[aspect-devel] convection-box-3d example hangs when more than one node is used (Rene Gassmoeller)

Rene Gassmoeller rengas at gfz-potsdam.de
Fri Aug 7 11:39:04 PDT 2015


Hi Rob,
great, then we know where to look. Could you add

'set Number of grouped files = 1'

in the Visualization subsection and re-enable the plugin? With this
setting all output will be written as MPI-IO into one file per timestep.
If this works, something with writing one file per process in a
background thread in a temporary folder is not working. If it does not
work we will have to look deeper into deal.II.
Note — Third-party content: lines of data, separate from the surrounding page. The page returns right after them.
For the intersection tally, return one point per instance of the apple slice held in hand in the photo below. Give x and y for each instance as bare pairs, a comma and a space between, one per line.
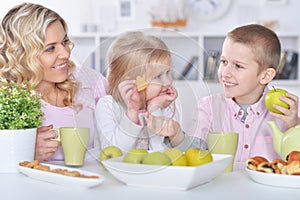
273, 97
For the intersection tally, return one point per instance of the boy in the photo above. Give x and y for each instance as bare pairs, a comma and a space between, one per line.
250, 56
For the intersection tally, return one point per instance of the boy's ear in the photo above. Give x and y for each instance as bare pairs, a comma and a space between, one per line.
267, 75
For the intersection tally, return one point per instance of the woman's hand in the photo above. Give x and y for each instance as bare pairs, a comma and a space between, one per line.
45, 147
290, 116
131, 98
163, 100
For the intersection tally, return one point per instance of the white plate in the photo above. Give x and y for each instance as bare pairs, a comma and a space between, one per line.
278, 180
168, 177
62, 179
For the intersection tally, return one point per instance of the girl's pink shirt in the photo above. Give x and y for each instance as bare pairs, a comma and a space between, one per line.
255, 135
92, 86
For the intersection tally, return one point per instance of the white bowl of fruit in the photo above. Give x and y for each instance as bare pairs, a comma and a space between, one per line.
170, 169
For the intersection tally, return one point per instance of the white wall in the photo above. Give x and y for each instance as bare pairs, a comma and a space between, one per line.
241, 11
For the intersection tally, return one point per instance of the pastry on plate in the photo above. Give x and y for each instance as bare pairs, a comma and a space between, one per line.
253, 162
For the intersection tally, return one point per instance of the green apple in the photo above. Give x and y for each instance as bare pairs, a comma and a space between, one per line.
177, 156
110, 152
273, 97
196, 156
157, 158
135, 156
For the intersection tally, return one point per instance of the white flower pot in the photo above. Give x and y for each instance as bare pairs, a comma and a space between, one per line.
16, 146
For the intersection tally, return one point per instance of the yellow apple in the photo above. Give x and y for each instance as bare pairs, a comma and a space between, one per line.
110, 152
135, 156
197, 156
157, 158
273, 97
177, 156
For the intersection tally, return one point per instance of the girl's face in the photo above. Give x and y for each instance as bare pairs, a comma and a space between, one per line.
55, 56
238, 73
161, 79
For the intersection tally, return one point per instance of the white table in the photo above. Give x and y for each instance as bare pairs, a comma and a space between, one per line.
234, 185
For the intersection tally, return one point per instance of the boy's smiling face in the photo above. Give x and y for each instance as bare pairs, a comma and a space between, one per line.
238, 73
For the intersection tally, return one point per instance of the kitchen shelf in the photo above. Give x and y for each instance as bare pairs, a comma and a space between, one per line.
189, 50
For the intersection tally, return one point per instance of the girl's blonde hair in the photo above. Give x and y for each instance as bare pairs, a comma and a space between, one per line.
22, 36
130, 55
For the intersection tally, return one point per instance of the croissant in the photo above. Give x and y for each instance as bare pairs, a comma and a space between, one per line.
253, 162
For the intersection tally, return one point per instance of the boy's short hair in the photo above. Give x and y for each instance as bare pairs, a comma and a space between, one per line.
263, 42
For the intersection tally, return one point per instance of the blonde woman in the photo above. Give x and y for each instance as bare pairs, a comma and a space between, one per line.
35, 47
139, 117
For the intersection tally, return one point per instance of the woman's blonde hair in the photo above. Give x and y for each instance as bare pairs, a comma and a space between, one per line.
22, 36
130, 55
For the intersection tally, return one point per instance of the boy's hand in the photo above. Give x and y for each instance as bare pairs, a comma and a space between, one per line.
288, 116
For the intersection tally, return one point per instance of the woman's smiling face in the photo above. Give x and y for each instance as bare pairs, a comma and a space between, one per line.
55, 56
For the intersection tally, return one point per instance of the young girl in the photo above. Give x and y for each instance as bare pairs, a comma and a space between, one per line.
132, 118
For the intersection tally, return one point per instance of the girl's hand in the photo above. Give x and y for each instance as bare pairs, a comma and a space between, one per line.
163, 126
289, 116
131, 97
45, 147
163, 100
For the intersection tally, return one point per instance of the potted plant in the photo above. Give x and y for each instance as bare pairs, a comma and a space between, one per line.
20, 115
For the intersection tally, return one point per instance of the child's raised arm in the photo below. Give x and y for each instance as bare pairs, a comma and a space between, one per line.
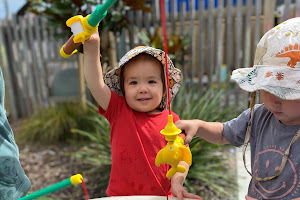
209, 131
93, 71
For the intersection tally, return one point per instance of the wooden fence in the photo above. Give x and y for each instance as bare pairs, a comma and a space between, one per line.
223, 37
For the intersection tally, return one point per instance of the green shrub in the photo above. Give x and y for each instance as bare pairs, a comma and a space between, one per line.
211, 169
53, 124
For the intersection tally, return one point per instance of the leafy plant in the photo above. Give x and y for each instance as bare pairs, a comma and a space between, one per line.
54, 124
210, 166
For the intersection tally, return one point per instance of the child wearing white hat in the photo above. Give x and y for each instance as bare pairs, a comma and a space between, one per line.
132, 97
271, 128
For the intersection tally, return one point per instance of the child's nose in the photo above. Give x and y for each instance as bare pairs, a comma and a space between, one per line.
143, 89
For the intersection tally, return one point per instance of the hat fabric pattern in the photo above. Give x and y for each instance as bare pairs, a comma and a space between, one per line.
112, 78
276, 65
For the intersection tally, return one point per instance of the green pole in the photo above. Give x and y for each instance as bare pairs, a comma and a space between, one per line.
50, 189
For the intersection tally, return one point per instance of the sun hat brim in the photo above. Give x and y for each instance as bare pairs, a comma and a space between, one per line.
272, 79
112, 78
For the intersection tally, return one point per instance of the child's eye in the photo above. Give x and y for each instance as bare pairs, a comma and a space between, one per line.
132, 83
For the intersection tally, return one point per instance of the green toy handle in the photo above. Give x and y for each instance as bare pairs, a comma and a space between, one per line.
100, 13
74, 180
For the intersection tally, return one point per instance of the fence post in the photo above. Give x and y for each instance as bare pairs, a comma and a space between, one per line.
82, 93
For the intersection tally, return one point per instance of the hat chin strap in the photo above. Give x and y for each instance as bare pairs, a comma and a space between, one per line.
247, 139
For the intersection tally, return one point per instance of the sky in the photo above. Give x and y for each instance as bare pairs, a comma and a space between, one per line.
13, 5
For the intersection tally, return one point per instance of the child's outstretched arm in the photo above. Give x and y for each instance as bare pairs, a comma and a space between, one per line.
93, 71
177, 184
209, 131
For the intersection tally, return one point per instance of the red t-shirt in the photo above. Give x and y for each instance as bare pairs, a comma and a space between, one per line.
135, 141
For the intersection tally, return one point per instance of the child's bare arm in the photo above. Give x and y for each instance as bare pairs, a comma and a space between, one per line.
93, 71
177, 184
209, 131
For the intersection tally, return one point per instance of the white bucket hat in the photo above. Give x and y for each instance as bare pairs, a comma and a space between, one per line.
112, 78
277, 63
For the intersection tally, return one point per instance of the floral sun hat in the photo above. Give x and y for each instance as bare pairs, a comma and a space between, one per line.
112, 78
277, 63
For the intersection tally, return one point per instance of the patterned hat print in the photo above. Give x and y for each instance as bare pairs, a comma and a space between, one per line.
276, 65
112, 78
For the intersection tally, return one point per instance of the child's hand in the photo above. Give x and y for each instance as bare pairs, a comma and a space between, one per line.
190, 128
179, 192
93, 41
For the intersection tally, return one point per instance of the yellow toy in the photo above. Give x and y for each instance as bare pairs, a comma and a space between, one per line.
175, 150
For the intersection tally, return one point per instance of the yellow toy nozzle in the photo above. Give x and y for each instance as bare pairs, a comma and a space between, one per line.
76, 179
174, 151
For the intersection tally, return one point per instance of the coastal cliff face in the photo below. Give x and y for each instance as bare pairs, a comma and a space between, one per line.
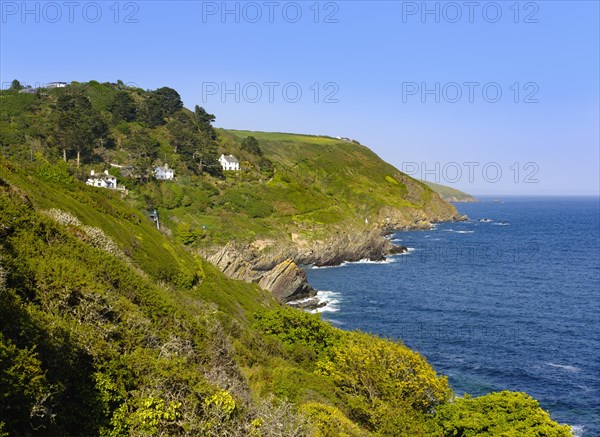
274, 264
330, 201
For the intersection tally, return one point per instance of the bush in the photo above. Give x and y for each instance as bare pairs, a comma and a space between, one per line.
503, 413
294, 327
383, 380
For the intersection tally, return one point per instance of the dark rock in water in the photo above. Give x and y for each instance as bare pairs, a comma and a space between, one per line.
273, 264
311, 303
287, 282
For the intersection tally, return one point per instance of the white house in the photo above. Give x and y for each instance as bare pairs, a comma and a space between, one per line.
229, 162
164, 173
56, 85
102, 181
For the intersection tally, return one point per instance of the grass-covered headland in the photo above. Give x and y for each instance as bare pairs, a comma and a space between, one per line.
109, 326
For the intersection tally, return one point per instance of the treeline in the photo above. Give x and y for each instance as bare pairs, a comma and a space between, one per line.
93, 123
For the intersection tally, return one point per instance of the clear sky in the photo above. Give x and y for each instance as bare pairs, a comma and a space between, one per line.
488, 97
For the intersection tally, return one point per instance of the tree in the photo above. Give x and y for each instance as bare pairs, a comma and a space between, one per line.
123, 107
143, 150
194, 144
251, 145
502, 413
204, 122
78, 124
16, 85
383, 380
162, 103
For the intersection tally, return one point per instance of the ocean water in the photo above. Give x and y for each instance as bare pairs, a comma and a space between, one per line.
509, 300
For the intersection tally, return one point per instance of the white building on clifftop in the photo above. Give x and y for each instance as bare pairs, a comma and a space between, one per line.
229, 162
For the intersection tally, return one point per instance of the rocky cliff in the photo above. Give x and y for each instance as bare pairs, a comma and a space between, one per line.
275, 264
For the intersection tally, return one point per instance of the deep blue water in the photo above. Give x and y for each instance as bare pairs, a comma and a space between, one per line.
513, 303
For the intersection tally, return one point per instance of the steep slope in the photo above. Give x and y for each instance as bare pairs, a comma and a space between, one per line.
108, 327
450, 194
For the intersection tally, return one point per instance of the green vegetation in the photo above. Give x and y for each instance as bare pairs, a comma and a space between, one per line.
310, 186
450, 194
111, 327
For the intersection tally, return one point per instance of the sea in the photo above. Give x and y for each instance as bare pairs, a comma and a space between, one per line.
508, 300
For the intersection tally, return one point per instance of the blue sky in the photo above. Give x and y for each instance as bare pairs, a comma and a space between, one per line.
406, 79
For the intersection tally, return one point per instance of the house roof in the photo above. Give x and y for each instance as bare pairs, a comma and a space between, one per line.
230, 159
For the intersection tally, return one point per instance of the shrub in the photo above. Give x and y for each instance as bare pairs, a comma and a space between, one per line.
294, 327
503, 413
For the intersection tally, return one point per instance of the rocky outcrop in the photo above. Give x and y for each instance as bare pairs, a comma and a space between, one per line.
274, 264
286, 281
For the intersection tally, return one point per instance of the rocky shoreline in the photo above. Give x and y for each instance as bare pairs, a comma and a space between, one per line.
275, 265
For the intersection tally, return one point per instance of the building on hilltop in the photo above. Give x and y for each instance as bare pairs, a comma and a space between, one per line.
105, 180
56, 85
164, 173
229, 162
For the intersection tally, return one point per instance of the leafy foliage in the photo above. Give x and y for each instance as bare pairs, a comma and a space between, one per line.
294, 327
495, 414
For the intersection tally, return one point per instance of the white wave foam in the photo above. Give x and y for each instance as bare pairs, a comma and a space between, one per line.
331, 299
326, 267
388, 260
577, 430
566, 367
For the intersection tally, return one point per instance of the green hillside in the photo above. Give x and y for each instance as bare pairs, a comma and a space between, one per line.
312, 186
109, 327
450, 194
112, 327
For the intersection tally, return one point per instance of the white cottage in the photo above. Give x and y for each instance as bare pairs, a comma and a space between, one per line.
229, 162
164, 173
56, 85
105, 180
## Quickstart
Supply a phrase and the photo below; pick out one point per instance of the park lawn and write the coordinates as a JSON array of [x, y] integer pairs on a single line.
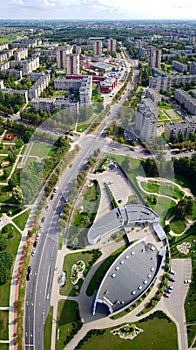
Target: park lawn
[[165, 188], [11, 210], [177, 226], [100, 272], [48, 329], [5, 195], [40, 149], [4, 346], [157, 334], [12, 248], [82, 127], [188, 236], [68, 313], [21, 219], [69, 261], [163, 207], [4, 318], [190, 305]]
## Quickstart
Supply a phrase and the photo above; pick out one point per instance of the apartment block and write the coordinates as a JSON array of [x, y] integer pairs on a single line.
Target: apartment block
[[153, 95], [179, 66], [73, 64], [97, 47], [192, 67], [111, 45], [20, 54], [154, 57], [167, 82], [186, 100], [29, 65], [51, 104], [146, 120], [61, 55], [184, 127], [40, 85], [85, 91], [23, 93]]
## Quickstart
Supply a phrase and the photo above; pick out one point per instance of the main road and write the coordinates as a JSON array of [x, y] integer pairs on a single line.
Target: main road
[[38, 289]]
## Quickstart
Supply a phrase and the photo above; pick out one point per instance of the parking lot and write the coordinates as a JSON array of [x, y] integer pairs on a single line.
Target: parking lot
[[174, 305]]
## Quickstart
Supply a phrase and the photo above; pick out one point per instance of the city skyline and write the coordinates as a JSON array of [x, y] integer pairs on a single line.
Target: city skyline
[[101, 9]]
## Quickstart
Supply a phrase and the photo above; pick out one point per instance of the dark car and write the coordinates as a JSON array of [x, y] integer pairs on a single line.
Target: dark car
[[171, 279]]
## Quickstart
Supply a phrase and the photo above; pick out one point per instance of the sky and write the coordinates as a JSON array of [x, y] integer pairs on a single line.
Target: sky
[[98, 9]]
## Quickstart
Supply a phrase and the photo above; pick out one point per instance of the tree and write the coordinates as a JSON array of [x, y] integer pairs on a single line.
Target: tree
[[3, 243], [167, 228], [5, 266], [17, 194]]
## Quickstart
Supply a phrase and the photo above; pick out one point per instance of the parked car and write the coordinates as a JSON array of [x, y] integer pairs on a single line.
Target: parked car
[[166, 295], [187, 281], [171, 279], [169, 287], [33, 252]]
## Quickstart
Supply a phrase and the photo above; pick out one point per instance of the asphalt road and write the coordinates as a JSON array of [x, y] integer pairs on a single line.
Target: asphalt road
[[38, 290]]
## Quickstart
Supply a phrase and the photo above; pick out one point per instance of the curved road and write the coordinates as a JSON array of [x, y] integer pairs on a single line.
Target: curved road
[[38, 290]]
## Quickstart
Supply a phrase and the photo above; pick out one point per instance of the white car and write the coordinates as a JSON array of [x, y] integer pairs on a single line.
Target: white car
[[33, 252], [187, 281]]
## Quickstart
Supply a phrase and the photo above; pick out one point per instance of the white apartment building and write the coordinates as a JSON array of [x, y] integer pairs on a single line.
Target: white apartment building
[[111, 45], [37, 88], [85, 91], [179, 66], [153, 95], [192, 67], [73, 64], [188, 102], [29, 65], [20, 54], [146, 120], [97, 47], [154, 57], [61, 55]]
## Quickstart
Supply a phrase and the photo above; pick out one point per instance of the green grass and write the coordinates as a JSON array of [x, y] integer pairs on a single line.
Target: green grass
[[21, 219], [12, 248], [69, 261], [5, 195], [188, 236], [165, 188], [11, 210], [190, 305], [82, 127], [40, 150], [4, 318], [48, 329], [177, 226], [100, 272], [68, 316], [157, 334]]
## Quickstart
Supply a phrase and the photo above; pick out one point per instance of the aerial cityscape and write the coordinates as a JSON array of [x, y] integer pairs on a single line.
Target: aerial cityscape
[[97, 175]]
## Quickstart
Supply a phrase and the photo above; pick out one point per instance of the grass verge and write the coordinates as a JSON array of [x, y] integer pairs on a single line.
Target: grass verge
[[68, 322], [48, 329]]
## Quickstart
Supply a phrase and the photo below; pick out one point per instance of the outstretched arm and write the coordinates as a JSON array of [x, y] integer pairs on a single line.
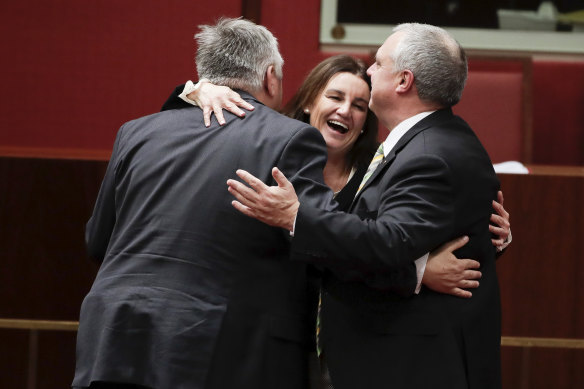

If this works it is also a great (semi-)permanent workaround for your
problem, since you usually do not need one output file per process (we
just can not rely on the fact that MPI-IO is available on all systems
aspect is running on, therefore it is not the default option).

Best,
Rene

PS: Alternatively you could try the hdf5 output format instead of vtu.
('set Output format = hdf5' in the Visualization subsection).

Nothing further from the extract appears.